The rise of Donald Trump to being elected as US president, after defeating a much-favoured Hillary Clinton, may have stunned the world on Wednesday, but it also has far-reaching consequences for South Africa.
The US is one of SA’s largest trading partners and the outcome of the race to the White House brings uncertainty regarding the policy ties between two countries.
Arguably, the most important trade pact heading on the path of uncertainty is the African Growth and Opportunity Act (Agoa), which provides SA and other African countries with duty-free access through exports to the US market.
The trade pact – introduced in 2000 by the US Congress for SA to export products ranging from textiles, automotive to agricultural goods into the US– was recently renewed until 2025 after drawn-out discussions between the two countries.
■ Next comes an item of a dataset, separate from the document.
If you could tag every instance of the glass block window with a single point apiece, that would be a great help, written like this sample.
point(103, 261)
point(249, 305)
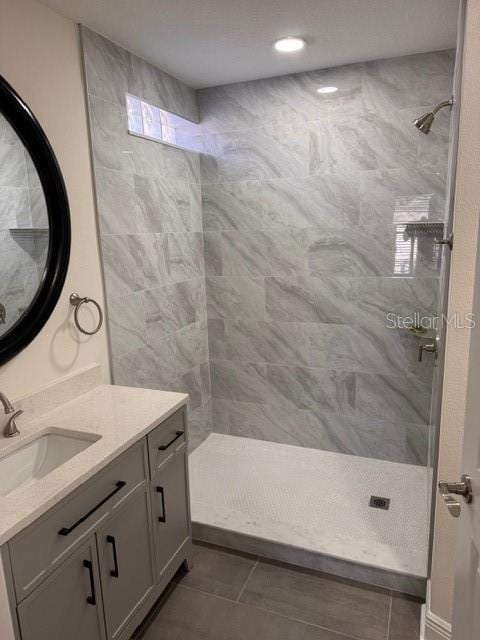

Tempers flared during renewal negotiations with concerns that the US benefitted more from Agoa as it had could dump cheap chicken imports into SA, which has riled up local chicken producers (read more here).
SA’s trade with the US totalled US$13 billion (or R176 billion in rand terms) in 2015 – making it the country’s 39th largest goods trading partner, according to the United States Trade Representative. Agoa is believed to have created more than 50 000 jobs in the last 15 years in labour-intensive industries such as agriculture, automotive and textile.
Market watchers say that based on Trump’s policy proposals during the campaign trail, the US might not prioritise free-trade agreements with the Southern African Customs Union, which is an African regional economic organisation and its member states include Botswana, Lesotho, Namibia, SA, and Swaziland.
Clinton is viewed to be pro-Africa trade.
If trade ties are severed, it could have economic and political consequences not only for SA but the African continent.
Economist at economists.co.za Mike Schüssler says SA might take a hit as there are possibilities that Agoa will not survive under Trump’s leadership.
“Our government has never been good friends with the Republicans and this will make our life difficult. We have seen a rise in protectionism in the US, which is not good for a middle-income country like SA,” Schüssler tells Moneyweb.
Protectionisms is the practice of having policies that often restrict trade in a bid to help out local and national businesses by curbing foreign competition.
A protectionist US is bad news, as SA depends on exporting commodities to the world’s biggest economy, says Schüssler. However, it’s still early days, uncertainty still reigns supreme.
The chief economist at Efficient Group Dawie Roodt says SA will “have to realise that there is a new guy on the block.” “If we play politics right with the US, there will be good news for SA and our policies will be maintained,” says Roodt.
Ashburton Investments’ portfolio manager Wayne McCurrie says a Trump victory (ranked by many commentators to be worse than the fallout from the UK’s imminent divorce with the European Union) has more political consequences and is “not going to cause an economic catastrophe.”
McCurrie sees three scenarios: the US will cut taxes and spend more money “which is not bad for an economy and financial markets”; inflation and debt will rise; tax incentives will be awarded to companies.
“On the impact to SA, it’s not going to be easy to implement policy changes as proposals have to go to the US Congress and it’s a long process,” says McCurrie.